Elle se tourna vers lui :
— Tu as le choix, Oleg. Soit tu changes vraiment — tu trouves un travail, tu commences à me respecter, tu arrêtes de commander. Soit on se sépare. Tout de suite.
— Tout de suite ? — demanda-t-il, désemparé.
— Oui, — acquiesça-t-elle. — Je ne peux plus continuer comme ça. Et je ne le ferai pas.
Oleg s’affaissa lentement sur le canapé, le visage enfoui dans ses mains. Ce n’est qu’à cet instant qu’il comprit qu’il risquait de la perdre. Vraiment. Et cette pensée lui faisait peur plus que tout.
— Je… Je vais essayer de changer, — murmura-t-il enfin. — Vraiment.
— Ne promets pas, — répondit Daria en secouant la tête. — Montre-le. Par des actes. Parce que j’ai entendu trop de paroles.
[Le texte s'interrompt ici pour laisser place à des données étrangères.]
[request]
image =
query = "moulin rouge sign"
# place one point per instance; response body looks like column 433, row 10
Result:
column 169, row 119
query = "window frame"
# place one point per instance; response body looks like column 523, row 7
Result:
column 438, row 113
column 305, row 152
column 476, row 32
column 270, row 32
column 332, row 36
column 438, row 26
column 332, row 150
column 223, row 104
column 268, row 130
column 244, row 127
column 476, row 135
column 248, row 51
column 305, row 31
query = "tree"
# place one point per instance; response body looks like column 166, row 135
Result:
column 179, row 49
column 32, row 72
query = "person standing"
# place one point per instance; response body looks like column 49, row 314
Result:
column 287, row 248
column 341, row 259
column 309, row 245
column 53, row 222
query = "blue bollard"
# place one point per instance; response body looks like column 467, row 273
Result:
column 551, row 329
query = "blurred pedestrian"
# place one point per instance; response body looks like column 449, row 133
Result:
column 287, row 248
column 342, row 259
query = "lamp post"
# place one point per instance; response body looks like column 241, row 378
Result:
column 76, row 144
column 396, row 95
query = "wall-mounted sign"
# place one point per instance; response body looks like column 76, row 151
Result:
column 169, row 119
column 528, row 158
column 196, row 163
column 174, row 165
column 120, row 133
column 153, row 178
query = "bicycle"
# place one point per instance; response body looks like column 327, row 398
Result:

Elle se dirigea vers la chambre, mais s’arrêta dans l’encadrement :
— Et souviens-toi, Oleg. Ne crie plus jamais sur moi. Je ne suis pas une petite fille. Et je ne satisferai plus jamais tous tes caprices. Jamais.
La porte se referma. Le silence envahit la pièce. Oleg resta assis, le regard fixé au sol. Il savait qu’aujourd’hui, quelque chose s’était brisé. Quelque chose d’important. Et désormais, tout dépendait de lui — est-ce que ce serait le début d’un nouveau chemin, ou la fin de leur histoire.